Malicious Traffic Detection with Class Imbalanced Data Based on Coarse-grained Labels

Li, Zhenyu; Liu, Junyi; Wang, Jiarong; Liu, Jiahao; Yan, Tian; An, Dehai; Zhou, Caiqiu; Wang, Zhihua

doi:10.22323/1.415.0030

Abstract

In order to resist complex cyber-attacks, a Security Operations Center (SOC) named IHEPSOC has been developed and deployed in the Institute of High Energy Physics (IHEP) of the Chinese Academy of Sciences, which contributed to the reliability and security of the network for IHEP. It has become a major task to integrate state-of-the-art cyber-attack detection methods for IHEPSOC to improve the ability of threat detection. Malicious traffic detection based on machine learning is an emerging security paradigm, which can effectively detect both known and unknown cyber-attacks.
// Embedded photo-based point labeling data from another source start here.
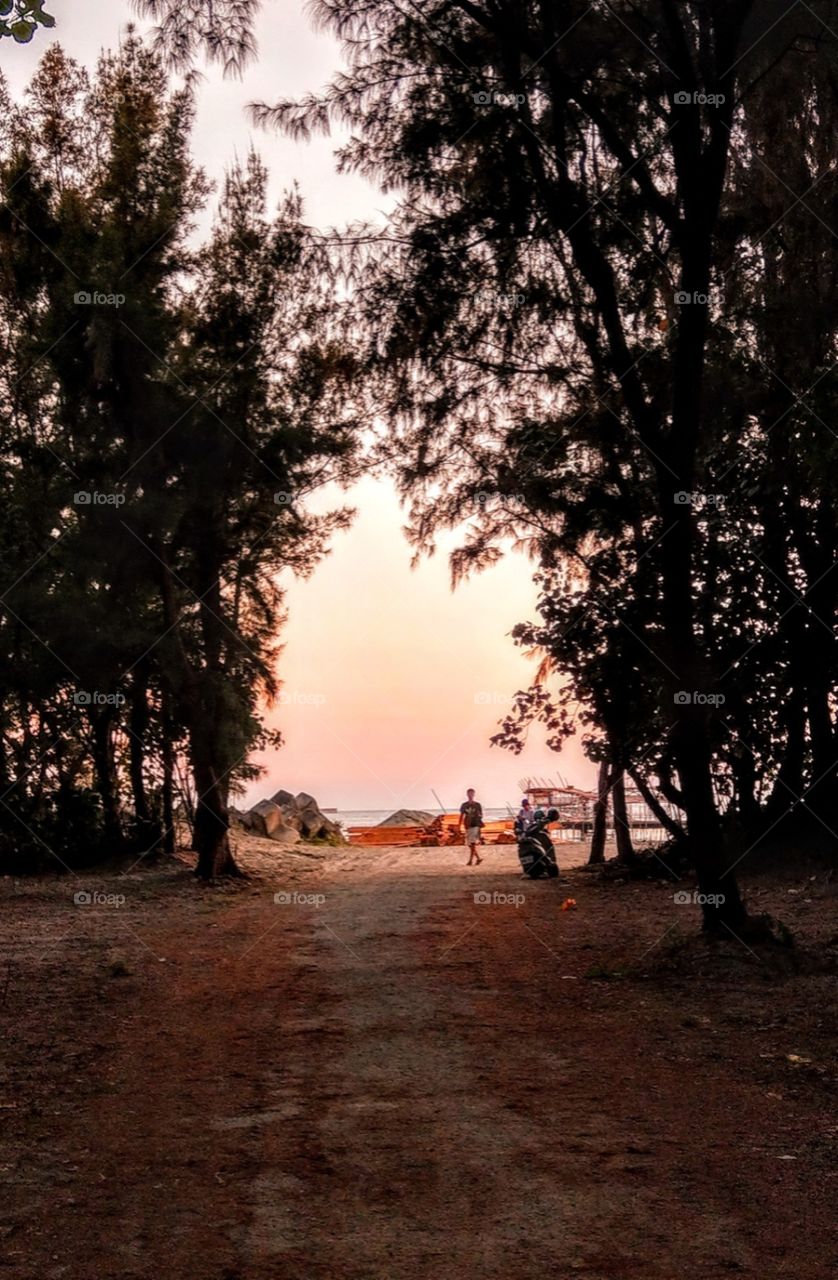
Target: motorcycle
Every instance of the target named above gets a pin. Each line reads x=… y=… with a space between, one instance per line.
x=535 y=848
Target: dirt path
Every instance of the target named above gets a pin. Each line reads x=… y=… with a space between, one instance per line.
x=385 y=1078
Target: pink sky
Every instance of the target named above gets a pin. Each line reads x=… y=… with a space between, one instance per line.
x=392 y=682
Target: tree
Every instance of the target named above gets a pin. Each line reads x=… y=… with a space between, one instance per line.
x=192 y=400
x=22 y=18
x=544 y=306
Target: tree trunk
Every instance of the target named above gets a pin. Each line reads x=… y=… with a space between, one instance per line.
x=211 y=823
x=622 y=831
x=169 y=835
x=600 y=818
x=654 y=804
x=149 y=833
x=719 y=895
x=101 y=725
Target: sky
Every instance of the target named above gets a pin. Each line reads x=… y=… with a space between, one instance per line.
x=392 y=682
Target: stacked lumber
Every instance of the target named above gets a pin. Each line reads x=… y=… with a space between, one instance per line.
x=406 y=836
x=444 y=830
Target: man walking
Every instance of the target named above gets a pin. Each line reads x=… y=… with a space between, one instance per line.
x=471 y=817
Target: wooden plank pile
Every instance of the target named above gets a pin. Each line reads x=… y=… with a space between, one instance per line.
x=443 y=830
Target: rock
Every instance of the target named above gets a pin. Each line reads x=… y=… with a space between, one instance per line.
x=408 y=818
x=312 y=822
x=285 y=835
x=266 y=818
x=288 y=818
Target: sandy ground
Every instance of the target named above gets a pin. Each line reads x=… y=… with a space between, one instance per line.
x=383 y=1075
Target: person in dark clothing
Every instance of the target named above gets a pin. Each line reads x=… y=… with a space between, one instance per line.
x=471 y=818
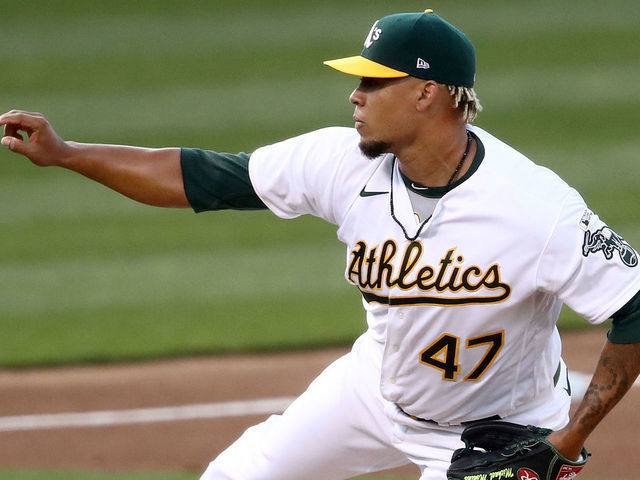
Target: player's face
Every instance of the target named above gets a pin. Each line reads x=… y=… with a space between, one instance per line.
x=382 y=113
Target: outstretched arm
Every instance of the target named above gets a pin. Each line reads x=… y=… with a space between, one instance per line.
x=151 y=176
x=617 y=369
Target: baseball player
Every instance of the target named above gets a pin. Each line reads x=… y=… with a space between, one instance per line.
x=463 y=249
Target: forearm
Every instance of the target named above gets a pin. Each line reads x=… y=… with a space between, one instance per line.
x=151 y=176
x=617 y=369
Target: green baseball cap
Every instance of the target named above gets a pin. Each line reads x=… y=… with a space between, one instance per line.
x=422 y=45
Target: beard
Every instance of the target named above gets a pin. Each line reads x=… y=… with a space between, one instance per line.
x=373 y=148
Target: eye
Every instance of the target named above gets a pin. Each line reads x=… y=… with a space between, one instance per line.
x=368 y=84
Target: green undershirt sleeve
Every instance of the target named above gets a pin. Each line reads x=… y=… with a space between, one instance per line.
x=218 y=181
x=625 y=327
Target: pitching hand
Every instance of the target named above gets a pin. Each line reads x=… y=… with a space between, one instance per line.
x=42 y=145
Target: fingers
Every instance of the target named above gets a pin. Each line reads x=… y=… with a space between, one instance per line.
x=40 y=142
x=27 y=121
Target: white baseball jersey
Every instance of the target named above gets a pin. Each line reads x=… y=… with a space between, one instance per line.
x=463 y=306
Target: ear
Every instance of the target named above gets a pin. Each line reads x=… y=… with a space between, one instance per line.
x=427 y=95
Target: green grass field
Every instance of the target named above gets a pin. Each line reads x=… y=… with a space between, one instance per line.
x=86 y=275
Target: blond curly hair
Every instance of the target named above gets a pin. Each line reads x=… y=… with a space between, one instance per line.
x=466 y=100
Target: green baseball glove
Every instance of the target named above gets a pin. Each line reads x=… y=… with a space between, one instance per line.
x=496 y=450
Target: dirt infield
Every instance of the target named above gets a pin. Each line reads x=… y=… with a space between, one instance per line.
x=188 y=445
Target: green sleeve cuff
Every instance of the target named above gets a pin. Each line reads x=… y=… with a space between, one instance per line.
x=625 y=327
x=218 y=181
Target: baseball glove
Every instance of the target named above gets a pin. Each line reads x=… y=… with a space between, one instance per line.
x=496 y=450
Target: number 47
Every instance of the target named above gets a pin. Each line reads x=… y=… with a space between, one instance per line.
x=443 y=354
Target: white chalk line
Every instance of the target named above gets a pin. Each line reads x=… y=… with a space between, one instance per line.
x=144 y=415
x=264 y=406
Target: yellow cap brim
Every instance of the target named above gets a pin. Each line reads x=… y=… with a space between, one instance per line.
x=363 y=67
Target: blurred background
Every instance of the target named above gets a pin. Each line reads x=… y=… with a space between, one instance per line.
x=89 y=276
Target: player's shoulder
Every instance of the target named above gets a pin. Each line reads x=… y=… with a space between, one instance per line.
x=515 y=174
x=328 y=139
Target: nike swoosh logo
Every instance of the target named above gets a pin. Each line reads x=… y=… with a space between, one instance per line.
x=364 y=193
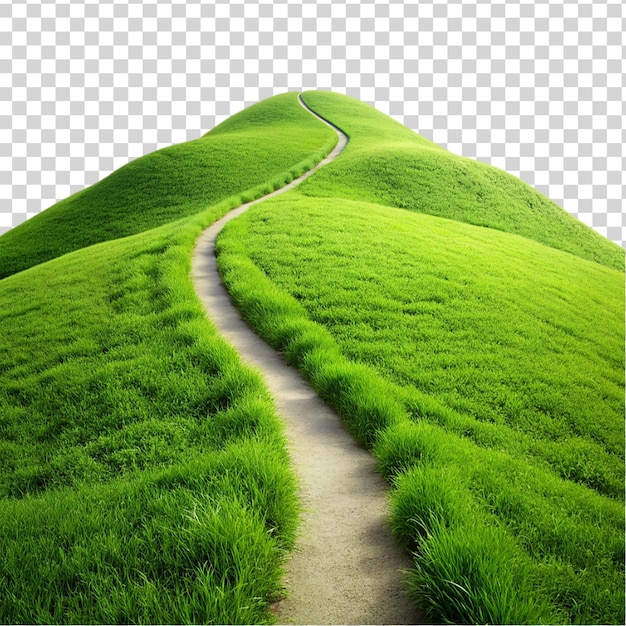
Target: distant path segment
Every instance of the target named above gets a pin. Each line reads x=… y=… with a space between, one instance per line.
x=347 y=567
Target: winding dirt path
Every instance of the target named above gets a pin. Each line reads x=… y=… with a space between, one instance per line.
x=346 y=568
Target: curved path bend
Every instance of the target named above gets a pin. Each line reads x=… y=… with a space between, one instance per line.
x=346 y=568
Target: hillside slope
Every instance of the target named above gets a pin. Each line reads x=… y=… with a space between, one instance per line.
x=385 y=163
x=482 y=363
x=250 y=152
x=143 y=470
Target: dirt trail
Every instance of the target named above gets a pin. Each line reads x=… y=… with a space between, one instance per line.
x=347 y=568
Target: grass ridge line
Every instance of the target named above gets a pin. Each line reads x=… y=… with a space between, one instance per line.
x=435 y=512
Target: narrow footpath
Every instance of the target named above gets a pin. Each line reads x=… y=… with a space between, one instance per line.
x=346 y=568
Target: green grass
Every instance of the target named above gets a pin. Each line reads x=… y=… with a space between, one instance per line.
x=468 y=331
x=388 y=164
x=258 y=150
x=484 y=369
x=143 y=470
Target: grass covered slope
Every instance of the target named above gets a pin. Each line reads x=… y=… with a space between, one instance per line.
x=388 y=164
x=143 y=474
x=253 y=151
x=143 y=471
x=485 y=370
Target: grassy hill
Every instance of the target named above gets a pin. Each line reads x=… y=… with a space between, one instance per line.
x=471 y=334
x=468 y=330
x=143 y=472
x=256 y=151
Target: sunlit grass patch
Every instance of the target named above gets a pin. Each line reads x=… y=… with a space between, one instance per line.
x=252 y=153
x=483 y=369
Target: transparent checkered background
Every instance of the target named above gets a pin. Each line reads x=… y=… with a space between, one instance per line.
x=533 y=87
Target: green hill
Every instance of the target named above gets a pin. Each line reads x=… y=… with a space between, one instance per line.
x=143 y=473
x=473 y=339
x=255 y=151
x=467 y=329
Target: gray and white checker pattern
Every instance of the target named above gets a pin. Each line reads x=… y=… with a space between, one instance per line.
x=533 y=87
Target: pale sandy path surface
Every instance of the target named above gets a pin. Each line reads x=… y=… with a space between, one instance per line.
x=347 y=568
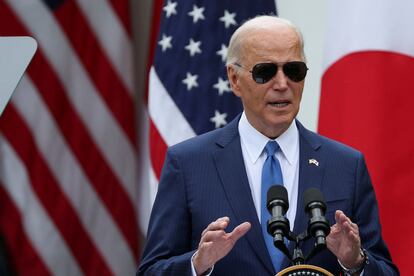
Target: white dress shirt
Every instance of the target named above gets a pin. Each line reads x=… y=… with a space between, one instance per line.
x=253 y=143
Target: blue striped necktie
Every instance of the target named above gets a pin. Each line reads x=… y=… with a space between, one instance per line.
x=271 y=175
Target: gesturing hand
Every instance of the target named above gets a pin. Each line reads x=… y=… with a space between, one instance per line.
x=344 y=241
x=215 y=243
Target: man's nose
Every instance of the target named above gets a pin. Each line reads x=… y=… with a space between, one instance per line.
x=280 y=80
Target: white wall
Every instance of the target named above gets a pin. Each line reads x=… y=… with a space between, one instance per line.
x=310 y=17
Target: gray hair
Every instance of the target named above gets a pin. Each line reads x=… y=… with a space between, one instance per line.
x=258 y=22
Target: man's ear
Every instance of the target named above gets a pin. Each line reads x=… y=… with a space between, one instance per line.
x=233 y=80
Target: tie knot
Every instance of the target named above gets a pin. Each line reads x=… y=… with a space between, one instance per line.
x=271 y=148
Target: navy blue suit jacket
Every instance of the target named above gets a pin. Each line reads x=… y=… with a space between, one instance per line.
x=204 y=178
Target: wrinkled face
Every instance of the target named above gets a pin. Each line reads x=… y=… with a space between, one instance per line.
x=272 y=106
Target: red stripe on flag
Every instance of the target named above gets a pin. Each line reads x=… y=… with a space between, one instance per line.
x=24 y=258
x=49 y=193
x=77 y=136
x=122 y=8
x=95 y=61
x=158 y=149
x=366 y=102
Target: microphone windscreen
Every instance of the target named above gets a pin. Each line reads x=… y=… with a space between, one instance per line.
x=312 y=195
x=277 y=192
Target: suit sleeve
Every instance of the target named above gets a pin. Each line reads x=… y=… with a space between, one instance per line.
x=367 y=218
x=168 y=247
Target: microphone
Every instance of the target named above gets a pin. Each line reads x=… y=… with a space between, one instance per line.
x=278 y=224
x=315 y=207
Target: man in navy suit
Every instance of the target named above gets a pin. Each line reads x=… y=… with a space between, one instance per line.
x=206 y=216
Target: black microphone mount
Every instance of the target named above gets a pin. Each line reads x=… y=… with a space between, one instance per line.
x=279 y=228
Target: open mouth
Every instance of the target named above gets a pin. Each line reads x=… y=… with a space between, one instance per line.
x=279 y=104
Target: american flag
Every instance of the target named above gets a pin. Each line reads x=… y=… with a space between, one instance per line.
x=189 y=93
x=68 y=176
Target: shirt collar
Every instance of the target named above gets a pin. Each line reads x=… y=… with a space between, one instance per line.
x=254 y=141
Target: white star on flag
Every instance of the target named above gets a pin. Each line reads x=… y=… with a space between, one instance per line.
x=170 y=8
x=190 y=81
x=165 y=42
x=228 y=19
x=196 y=13
x=222 y=52
x=193 y=47
x=219 y=119
x=222 y=86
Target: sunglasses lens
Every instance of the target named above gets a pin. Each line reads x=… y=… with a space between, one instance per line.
x=295 y=70
x=263 y=72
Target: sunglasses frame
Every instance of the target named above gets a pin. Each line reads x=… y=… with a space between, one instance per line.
x=262 y=80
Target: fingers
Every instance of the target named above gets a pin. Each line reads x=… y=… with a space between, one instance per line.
x=215 y=243
x=343 y=223
x=218 y=224
x=240 y=231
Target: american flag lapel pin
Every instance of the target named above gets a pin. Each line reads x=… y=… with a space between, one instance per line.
x=314 y=162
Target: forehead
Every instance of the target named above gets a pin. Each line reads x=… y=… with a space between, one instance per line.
x=277 y=44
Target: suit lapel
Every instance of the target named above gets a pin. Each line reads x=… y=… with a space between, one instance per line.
x=311 y=168
x=232 y=172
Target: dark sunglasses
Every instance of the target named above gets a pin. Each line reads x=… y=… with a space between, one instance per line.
x=264 y=72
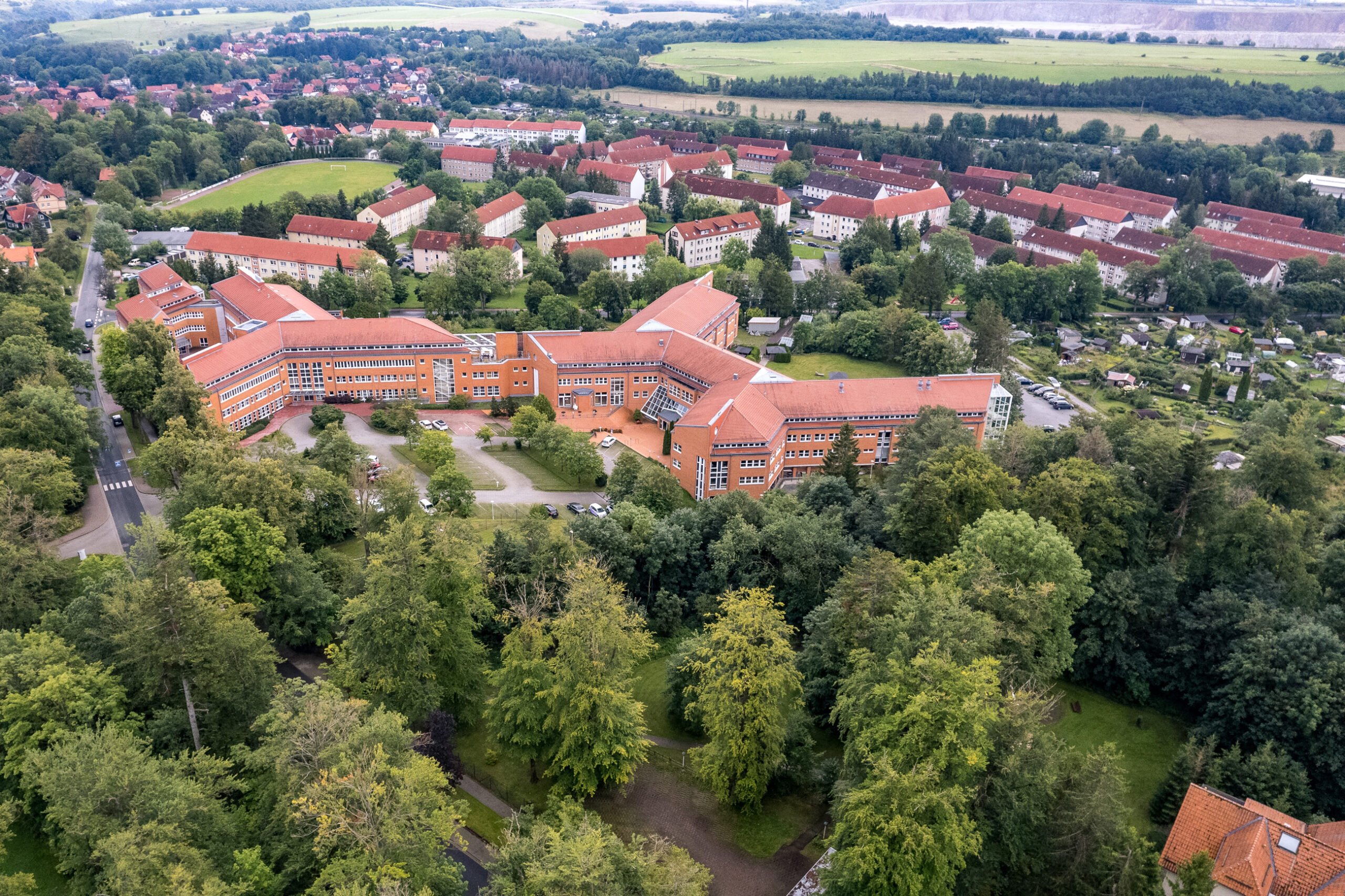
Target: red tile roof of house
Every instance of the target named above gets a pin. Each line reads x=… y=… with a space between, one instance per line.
x=1106 y=253
x=469 y=154
x=1115 y=201
x=721 y=224
x=234 y=357
x=622 y=174
x=998 y=174
x=501 y=207
x=1079 y=206
x=765 y=194
x=308 y=253
x=1257 y=849
x=689 y=307
x=402 y=201
x=1297 y=236
x=616 y=247
x=1222 y=210
x=638 y=155
x=389 y=124
x=333 y=228
x=1254 y=247
x=634 y=143
x=440 y=241
x=1139 y=194
x=900 y=205
x=584 y=224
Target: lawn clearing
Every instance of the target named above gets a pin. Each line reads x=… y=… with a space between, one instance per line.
x=311 y=178
x=1146 y=753
x=1050 y=61
x=817 y=365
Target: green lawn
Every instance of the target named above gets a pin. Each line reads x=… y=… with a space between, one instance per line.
x=1146 y=751
x=818 y=362
x=483 y=821
x=310 y=179
x=541 y=474
x=1051 y=61
x=29 y=852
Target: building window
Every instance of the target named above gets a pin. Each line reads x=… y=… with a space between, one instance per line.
x=719 y=475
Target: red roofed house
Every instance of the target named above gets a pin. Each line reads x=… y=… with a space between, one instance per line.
x=330 y=232
x=268 y=257
x=1103 y=221
x=402 y=212
x=601 y=225
x=760 y=159
x=1258 y=851
x=502 y=217
x=469 y=163
x=413 y=130
x=625 y=253
x=630 y=181
x=701 y=243
x=1111 y=260
x=839 y=217
x=435 y=248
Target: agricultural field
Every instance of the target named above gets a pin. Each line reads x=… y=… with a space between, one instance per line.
x=310 y=179
x=143 y=29
x=1051 y=61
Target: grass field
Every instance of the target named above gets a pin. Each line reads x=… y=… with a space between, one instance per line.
x=1051 y=61
x=308 y=179
x=813 y=363
x=1146 y=751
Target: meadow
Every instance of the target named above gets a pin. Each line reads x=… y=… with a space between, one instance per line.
x=143 y=29
x=310 y=179
x=1051 y=61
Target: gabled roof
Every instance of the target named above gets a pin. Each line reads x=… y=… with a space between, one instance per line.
x=402 y=201
x=501 y=207
x=584 y=224
x=333 y=228
x=622 y=174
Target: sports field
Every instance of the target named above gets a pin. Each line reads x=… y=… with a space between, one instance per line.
x=1051 y=61
x=310 y=179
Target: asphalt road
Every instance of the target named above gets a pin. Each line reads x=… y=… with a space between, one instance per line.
x=111 y=462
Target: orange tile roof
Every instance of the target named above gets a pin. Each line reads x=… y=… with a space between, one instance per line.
x=618 y=247
x=308 y=253
x=470 y=154
x=333 y=228
x=1254 y=247
x=689 y=307
x=622 y=174
x=638 y=155
x=583 y=224
x=220 y=362
x=402 y=201
x=1246 y=840
x=1087 y=209
x=501 y=207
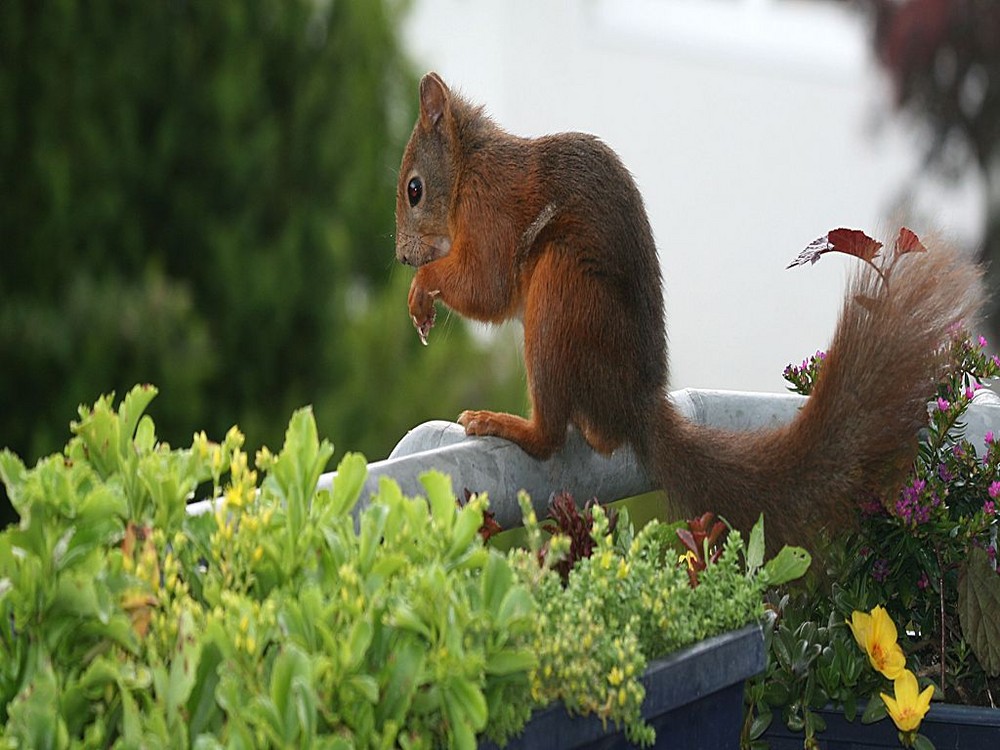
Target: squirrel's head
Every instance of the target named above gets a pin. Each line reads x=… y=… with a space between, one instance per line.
x=426 y=178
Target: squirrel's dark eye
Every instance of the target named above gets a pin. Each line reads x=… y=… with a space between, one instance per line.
x=415 y=190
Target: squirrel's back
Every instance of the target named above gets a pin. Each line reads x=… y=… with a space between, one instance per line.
x=856 y=435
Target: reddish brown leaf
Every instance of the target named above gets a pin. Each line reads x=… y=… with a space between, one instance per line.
x=854 y=242
x=850 y=241
x=908 y=242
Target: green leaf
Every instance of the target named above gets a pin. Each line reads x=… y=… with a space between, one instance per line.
x=183 y=667
x=132 y=407
x=760 y=724
x=470 y=520
x=469 y=699
x=517 y=607
x=507 y=662
x=496 y=581
x=979 y=609
x=13 y=474
x=789 y=564
x=352 y=471
x=441 y=499
x=755 y=547
x=356 y=646
x=291 y=681
x=402 y=672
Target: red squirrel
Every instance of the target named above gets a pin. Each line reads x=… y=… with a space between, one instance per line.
x=553 y=231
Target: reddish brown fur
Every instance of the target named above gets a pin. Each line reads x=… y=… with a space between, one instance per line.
x=553 y=231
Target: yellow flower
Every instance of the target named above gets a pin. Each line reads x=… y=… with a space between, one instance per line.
x=908 y=707
x=876 y=634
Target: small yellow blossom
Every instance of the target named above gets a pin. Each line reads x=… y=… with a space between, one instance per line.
x=908 y=707
x=690 y=558
x=876 y=634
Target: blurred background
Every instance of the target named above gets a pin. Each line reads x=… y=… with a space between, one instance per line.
x=200 y=195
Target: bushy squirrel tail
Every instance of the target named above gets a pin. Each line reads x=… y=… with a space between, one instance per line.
x=857 y=433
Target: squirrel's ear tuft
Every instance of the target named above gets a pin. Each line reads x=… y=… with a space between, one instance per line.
x=433 y=99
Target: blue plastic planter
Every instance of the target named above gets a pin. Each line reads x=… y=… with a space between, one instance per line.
x=949 y=727
x=694 y=700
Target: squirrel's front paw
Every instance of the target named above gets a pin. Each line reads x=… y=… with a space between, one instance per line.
x=478 y=422
x=422 y=312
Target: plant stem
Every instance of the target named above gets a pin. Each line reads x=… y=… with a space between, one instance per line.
x=937 y=555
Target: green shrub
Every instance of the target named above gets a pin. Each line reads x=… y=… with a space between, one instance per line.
x=288 y=616
x=200 y=195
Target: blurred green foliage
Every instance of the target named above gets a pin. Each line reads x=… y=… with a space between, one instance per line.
x=200 y=195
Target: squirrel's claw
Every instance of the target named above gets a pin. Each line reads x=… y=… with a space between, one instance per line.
x=423 y=327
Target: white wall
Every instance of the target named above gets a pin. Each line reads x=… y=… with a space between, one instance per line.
x=751 y=126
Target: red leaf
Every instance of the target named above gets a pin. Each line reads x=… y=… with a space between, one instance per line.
x=908 y=242
x=850 y=241
x=854 y=242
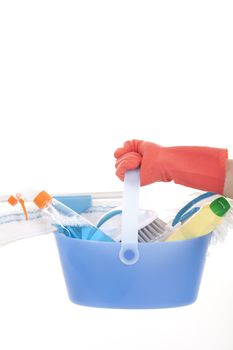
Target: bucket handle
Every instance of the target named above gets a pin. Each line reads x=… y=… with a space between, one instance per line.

However, the existing studies usually adopt traditional supervised learning, which often encounter issues when applied to real-world production environment due to its implicit assumptions on the operating dependence. For example, most studies are based on datasets that already have accurate data labels, but labeling these datasets accurately requires significant manual effort. In addition, in the real-world service, the volume of benign traffic data is larger than that of the malicious traffic data, and the imbalance between benign and malicious categories also makes many machine learning detection models difficult to apply to a production environment. Based on these, we propose a detection method for class imbalanced malicious traffic based on coarse-grained data labels, which achieves comparable performance compare to other supervised learning methods. We conducted three experiments, using the Android Malware 2017 dataset, and verified the practicability and effectiveness of the proposed method.